The camera's overall building is excellent. The body is made out of magnesium alloy and feels very solid and durable. The battery/card hatch carries a strong metal hinge and a locking latch, plus the panel joins are very tight.
Sony has managed to squeeze a great deal of features into a very small place, but the design is efficient plus the camera looks clean, contemporary and classy. The most obvious external feature will be the large 7. 5 cm (3. 0 inches) monitor screen, which is articulated for you to fold down by 45 degrees as well as up by almost 90 degrees. They have a resolution of 921, 600 dots, similar to Sony's top-of-the-range digital SLRs, with an incredibly wide angle of view. It can be clear and bright enough for employ even in bright sunlight, and carries a good anti-glare surface. I've no doubt that someone inside comments section will bemoan deficiency of an optical viewfinder, but with a monitor this good you undoubtedly don't miss it too much. It will have been better if it was fully articulated naturally, but one can't have everything.

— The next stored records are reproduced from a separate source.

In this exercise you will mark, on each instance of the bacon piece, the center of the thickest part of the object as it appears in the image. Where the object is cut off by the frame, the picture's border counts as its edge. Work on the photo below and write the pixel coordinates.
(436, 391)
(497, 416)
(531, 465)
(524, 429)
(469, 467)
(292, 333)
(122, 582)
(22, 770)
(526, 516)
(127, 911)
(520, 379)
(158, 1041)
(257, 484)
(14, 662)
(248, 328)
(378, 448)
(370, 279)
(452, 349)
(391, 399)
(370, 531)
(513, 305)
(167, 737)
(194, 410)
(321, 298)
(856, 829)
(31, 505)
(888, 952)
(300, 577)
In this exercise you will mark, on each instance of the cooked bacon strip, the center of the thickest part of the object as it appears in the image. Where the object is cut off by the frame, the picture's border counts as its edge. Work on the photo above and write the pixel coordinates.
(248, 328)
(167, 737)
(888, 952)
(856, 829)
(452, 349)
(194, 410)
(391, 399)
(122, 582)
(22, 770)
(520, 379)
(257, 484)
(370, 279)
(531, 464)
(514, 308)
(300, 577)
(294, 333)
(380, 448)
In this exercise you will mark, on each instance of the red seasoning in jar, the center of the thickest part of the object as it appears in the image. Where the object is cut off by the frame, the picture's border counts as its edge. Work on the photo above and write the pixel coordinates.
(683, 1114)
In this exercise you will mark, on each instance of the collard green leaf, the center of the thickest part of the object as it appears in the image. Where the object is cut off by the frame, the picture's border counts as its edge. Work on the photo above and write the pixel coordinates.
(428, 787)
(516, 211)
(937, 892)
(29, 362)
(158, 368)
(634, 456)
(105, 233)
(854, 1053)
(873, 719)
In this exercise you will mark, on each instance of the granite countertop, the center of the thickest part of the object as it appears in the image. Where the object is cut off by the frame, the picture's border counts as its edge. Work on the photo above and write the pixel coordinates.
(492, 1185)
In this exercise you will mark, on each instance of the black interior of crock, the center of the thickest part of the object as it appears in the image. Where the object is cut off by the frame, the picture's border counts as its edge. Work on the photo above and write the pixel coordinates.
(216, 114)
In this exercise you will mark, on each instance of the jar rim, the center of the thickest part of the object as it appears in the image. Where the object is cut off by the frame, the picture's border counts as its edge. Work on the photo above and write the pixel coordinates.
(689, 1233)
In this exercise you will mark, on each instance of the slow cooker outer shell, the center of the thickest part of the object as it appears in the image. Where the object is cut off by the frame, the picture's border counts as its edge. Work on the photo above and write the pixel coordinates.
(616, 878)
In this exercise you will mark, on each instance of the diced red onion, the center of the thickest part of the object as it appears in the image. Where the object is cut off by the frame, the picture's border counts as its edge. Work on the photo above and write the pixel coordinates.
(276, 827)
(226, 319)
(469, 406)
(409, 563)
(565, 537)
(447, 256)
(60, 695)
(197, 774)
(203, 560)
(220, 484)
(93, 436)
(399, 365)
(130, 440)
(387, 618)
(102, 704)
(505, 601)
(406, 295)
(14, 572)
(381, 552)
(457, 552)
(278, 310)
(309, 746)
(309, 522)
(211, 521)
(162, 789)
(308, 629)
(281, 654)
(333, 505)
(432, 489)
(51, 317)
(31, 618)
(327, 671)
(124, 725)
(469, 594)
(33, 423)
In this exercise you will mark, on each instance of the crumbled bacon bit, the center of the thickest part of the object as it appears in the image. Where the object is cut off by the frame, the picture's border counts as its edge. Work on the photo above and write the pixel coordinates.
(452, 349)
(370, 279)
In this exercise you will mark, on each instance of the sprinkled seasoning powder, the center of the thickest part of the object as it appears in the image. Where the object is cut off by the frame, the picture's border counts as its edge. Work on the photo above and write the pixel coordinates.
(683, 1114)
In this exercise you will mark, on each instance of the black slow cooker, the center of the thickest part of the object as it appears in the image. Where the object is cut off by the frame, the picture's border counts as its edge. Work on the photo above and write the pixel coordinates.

The control layout is really a lot more akin to that of a compressed camera than a digital SLR, while using main camera controls consisting of only two multi-function buttons, with a rotary-bezel D-pad pertaining to menu navigation and exposure adjustment. In general use it is simple and fast to use, but once you start trying anything aside from the basic functions it does have a bit fiddly. Simply adjusting the ISO setting takes four button presses a turn of the dial and yet another button press. The menu system is divided into six sections with a pretty graphic screen, but it's by no means obvious in which section you'll find what you desire. By way of an example, the ISO setting can be found in the “Brightness/colour” section, which is not even close obvious. It's rather ironic that Olympus, which used such a graphic menu for many years even with much criticism, has recently switched to your much simpler and easier on-screen sidebar along with list menu, and Sony has done the complete opposite.